Here are some interesting AI open-source models and frameworks I wanted to share today:
Project: Minitron/Mistral-NeMo-Minitron-8B-Base
NVIDIA has open-sourced the Mistral-NeMo-Minitron-8B-Base, a large language model derived by pruning and refining the Mistral-NeMo 12B.
Previously, NVIDIA released Llama-3.1-Minitron-4B, pruned from Llama-3.1-8B, as well as Minitron 8B and 4B, which were pruned versions of the NVIDIA Nemotron-4 15B model.
Minitron is a series of small language models (SLMs) by NVIDIA. The models are first pruned in embedding size, attention heads, and MLP dimensions, then further trained through distillation.
https://huggingface.co/nvidia/Minitron-4B-Base
https://huggingface.co/nvidia/Minitron-8B-Base
https://huggingface.co/nvidia/Llama-3.1-Minitron-4B-Width-Base
https://huggingface.co/nvidia/Mistral-NeMo-Minitron-8B-Base
Project: DocChat
Cerebras Llama3-DocChat-1.0-8B is a large language model based on Llama 3, designed for document question answering.

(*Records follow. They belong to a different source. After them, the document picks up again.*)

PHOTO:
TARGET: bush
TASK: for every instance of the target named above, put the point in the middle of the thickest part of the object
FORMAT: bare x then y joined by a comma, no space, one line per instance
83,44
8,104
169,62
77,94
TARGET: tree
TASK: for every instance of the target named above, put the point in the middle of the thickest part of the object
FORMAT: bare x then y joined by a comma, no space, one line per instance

It leverages the latest research in document QA, particularly from Nvidia’s ChatQA models.
Using synthetic data generation and efficient training, Cerebras Llama3-DocChat was fully trained in just a few hours on a single Cerebras system.
https://github.com/Cerebras/DocChat
https://huggingface.co/cerebras/Dragon-DocChat-Context-Encoder
https://huggingface.co/cerebras/Dragon-DocChat-Query-Encoder
https://huggingface.co/cerebras/Llama3-DocChat-1.0-8B
Project: x-flux-comfyui
x-flux-comfyui is a deep learning project based on ComfyUI, mainly for training and applying ControlNet and LoRA models.

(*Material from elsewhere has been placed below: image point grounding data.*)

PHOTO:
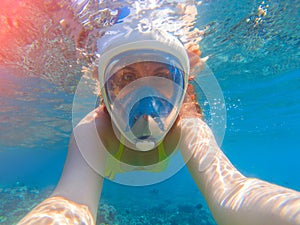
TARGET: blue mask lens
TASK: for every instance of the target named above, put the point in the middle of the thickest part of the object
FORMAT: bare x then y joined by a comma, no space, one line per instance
152,106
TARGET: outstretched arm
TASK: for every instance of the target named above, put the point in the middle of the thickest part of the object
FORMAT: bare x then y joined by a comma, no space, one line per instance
75,199
233,198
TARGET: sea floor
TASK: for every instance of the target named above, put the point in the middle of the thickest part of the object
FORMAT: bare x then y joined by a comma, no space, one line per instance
17,201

The project provides various pre-trained models and tools, supports low memory mode, and is suited for computer vision tasks.
https://github.com/XLabs-AI/x-flux-comfyui
Project: Prompt Poet
Character AI’s open-source Prompt Poet simplifies prompt design with a low-code approach, ideal for both developers and non-technical users.
It combines YAML and Jinja2, allowing flexible and dynamic prompt creation, and enhancing efficiency and quality in AI model interactions. This tool saves time on string operations, letting users focus on crafting the best prompts.
https://github.com/character-ai/prompt-poet
Project: SiriLLama
SiriLLama is an Apple Shortcut that allows access to locally running LLMs via Siri or the Shortcuts UI.
It uses Langchain and supports open-source models from Ollama and Fireworks AI.
Users can interact with local LLMs from any Apple device on the same network.
https://github.com/0ssamaak0/SiriLLama
Project: MLE-Agent
MLE-Agent is an intelligent assistant designed for machine learning engineers and researchers.
It can automatically create AI/ML baselines, integrate Arxiv and Papers with Code for best practices and latest methods, provide smart debugging, organize project structures, and include various AI/ML features and MLOps tools, all aimed at seamless workflows.